Left: Chip Somodevilla/Getty Images. Right: Tom Williams/CQ-Roll Call, Inc via Getty Images.
The DOJ is investigating efforts to overturn the 2020 election and confiscated Rep. Scott Perry’s phone.
Rep. Adam Schiff said the seizure suggests the department views the fake elector’s scheme as criminal.
Perry called the seizure an “abuse of power” on Fox News Sunday.
California Democratic Rep. Adam Schiff said that it’s possible the Justice Department views the GOP fake electors scheme as criminal.
The DOJ is investigating Republican efforts to overturn the 2020 election and Rep. Scott Perry, an ally of former President Donald Trump, is apparently a key figure in the probe.
Perry’s phone was seized on Tuesday and several lawmakers in Pennsylvania have been subpoenaed by the FBI looking for information on the Pennsylvania Republican.
The California congressman called the confiscation “striking” because “probable cause” of Perry committing a crime would have to have been established.
“And the fact that it was a member of Congress’s phone, I think, would make the Justice Department all the more certain, or need to be certain, that they had the probable cause,” Schiff told anchor Margaret Brennan on CBS News’ “Face the Nation.”
“And that also suggests the Department thinks that this fake elector plot was a violation of law, which I think it certainly was. So, I think it’s very significant. All those respects,” he added.

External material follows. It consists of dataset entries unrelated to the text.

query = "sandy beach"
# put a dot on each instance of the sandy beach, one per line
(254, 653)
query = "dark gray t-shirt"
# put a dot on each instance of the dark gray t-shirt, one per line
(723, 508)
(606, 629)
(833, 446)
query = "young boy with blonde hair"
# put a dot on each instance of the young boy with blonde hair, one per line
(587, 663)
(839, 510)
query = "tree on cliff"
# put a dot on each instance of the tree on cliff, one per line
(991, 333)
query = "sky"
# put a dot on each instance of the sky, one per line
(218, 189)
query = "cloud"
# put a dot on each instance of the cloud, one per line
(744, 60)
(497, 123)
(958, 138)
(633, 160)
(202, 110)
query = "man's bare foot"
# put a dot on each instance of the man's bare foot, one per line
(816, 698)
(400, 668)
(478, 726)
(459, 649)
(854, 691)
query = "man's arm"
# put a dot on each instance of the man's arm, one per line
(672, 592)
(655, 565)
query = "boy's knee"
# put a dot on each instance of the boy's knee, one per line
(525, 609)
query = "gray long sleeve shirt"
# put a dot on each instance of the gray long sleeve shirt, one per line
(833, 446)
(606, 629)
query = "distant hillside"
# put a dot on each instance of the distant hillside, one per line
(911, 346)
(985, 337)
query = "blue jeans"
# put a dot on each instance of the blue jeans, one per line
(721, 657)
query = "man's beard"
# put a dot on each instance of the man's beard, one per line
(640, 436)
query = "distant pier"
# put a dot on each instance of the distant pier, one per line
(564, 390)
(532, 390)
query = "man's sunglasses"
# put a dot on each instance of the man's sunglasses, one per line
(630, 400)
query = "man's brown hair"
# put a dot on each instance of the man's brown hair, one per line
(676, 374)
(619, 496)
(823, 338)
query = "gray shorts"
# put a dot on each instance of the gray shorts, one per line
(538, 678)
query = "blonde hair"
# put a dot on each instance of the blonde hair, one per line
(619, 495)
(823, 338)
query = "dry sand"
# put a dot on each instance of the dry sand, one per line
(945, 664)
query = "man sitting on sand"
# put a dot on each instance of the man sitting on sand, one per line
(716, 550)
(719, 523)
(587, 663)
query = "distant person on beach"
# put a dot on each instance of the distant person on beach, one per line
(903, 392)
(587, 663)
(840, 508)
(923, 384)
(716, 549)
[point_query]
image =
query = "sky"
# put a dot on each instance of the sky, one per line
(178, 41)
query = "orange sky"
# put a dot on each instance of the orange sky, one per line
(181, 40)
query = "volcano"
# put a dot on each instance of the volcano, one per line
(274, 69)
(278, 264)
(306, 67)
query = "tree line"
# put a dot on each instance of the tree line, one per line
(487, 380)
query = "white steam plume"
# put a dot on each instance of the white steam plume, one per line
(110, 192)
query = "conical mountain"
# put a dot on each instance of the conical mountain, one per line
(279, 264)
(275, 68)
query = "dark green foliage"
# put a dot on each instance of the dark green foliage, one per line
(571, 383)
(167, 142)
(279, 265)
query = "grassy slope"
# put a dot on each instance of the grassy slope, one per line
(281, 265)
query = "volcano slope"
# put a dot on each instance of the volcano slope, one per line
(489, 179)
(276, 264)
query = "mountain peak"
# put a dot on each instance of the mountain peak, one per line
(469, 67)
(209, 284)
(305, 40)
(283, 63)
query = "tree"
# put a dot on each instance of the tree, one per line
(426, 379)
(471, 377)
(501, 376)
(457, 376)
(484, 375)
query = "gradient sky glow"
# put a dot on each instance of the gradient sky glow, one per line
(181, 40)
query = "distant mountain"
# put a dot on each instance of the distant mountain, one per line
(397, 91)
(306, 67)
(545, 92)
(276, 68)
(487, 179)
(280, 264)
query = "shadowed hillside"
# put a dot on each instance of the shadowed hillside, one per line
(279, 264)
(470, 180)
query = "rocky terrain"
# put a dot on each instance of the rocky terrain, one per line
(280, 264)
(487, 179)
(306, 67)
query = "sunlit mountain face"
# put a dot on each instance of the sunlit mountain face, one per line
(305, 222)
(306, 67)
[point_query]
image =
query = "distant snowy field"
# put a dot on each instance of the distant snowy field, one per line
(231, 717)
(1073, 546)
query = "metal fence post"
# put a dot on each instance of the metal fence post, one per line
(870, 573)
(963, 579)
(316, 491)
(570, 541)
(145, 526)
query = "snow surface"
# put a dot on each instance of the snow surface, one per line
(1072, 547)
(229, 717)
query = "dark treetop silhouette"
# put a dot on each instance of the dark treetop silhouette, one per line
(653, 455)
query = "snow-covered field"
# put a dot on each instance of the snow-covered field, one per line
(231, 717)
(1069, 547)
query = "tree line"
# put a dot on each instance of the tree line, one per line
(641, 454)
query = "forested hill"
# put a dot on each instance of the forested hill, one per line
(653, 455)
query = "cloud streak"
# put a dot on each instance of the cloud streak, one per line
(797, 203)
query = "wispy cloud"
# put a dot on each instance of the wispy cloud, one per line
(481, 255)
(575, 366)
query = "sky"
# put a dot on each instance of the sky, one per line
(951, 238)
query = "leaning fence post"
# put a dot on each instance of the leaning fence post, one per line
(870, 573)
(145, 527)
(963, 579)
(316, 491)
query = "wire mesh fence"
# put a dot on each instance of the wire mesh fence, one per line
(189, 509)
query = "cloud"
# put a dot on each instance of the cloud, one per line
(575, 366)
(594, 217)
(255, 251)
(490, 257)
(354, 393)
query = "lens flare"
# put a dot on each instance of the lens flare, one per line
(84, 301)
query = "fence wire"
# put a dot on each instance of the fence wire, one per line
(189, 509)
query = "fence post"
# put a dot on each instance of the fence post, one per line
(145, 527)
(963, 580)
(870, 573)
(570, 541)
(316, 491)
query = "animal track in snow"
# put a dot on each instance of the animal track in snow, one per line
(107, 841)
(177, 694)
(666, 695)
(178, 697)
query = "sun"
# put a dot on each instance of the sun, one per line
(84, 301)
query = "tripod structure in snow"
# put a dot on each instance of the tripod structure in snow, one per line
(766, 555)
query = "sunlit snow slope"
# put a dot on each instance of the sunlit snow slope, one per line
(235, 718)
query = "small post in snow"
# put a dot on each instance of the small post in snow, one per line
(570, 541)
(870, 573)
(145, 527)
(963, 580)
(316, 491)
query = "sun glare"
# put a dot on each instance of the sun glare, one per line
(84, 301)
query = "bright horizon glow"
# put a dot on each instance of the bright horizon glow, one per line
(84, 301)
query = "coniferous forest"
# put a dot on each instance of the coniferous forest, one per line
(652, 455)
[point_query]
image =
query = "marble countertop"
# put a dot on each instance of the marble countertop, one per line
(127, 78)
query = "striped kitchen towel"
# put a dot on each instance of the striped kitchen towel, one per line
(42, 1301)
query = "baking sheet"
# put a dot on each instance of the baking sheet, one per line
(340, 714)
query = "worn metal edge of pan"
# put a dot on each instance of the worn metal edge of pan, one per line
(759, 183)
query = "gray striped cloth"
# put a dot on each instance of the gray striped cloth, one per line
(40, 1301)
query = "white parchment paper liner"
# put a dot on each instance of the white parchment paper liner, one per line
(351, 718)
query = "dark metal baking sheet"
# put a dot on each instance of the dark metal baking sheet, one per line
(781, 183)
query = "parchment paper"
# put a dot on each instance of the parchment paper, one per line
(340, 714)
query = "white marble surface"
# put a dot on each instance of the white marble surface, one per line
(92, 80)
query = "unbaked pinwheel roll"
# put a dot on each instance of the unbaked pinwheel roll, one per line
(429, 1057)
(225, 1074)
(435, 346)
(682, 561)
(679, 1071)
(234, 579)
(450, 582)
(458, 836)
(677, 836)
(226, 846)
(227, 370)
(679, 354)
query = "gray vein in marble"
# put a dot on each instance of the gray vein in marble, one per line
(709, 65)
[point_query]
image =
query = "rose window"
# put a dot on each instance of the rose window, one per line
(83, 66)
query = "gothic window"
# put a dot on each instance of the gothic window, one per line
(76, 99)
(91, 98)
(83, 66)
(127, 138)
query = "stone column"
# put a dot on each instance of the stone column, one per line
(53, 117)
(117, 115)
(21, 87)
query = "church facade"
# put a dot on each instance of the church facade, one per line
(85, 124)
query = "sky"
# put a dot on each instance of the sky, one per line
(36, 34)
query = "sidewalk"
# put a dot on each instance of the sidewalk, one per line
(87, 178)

Trump allies have been accused of attempting to create alternate slates of electors in support of Trump in seven swing states — including Pennsylvania — to overturn Biden’s presidential victory.
Perry has said he introduced Trump to Jeffrey Clark, a Justice Department official who believed the election was inaccurate. The January 6 House Select Committee found that Clark, who Trump tried to place as attorney general, penned a draft of an unsent letter to officials in six states suggesting they select alternate electors.
Perry called the seizure of his phone an “abuse of power” on Fox News’ “Sunday Morning Futures.”
“Anybody that doesn’t bend the knee, that isn’t intimidated, that isn’t parroting the narrative, is now subject to these kinds of third-world banana republic tactics,” he added.
Perry, who was endorsed by Trump in 2018 and 2020, was the first congressional lawmaker to have their phone seized during the investigation, The Washington Post reported.
Text messages obtained by the January 6 House Select Committee found that Perry texted then-White House Chief of Staff Mark Meadows five days after President Biden was declared the winner of the 2020 election to “immediately seize” Dominion voting machines. Perry argued that “the Brits” and the CIA manipulated the vote.
Former Trump aides said that Perry, who has been a vocal proponent of Trump and baseless conspiracy theories, is one of six GOP lawmakers that sought preemptive pardons after the January 6 Capitol riot.
Perry and Schiff did not immediately respond to Insider’s request for comment.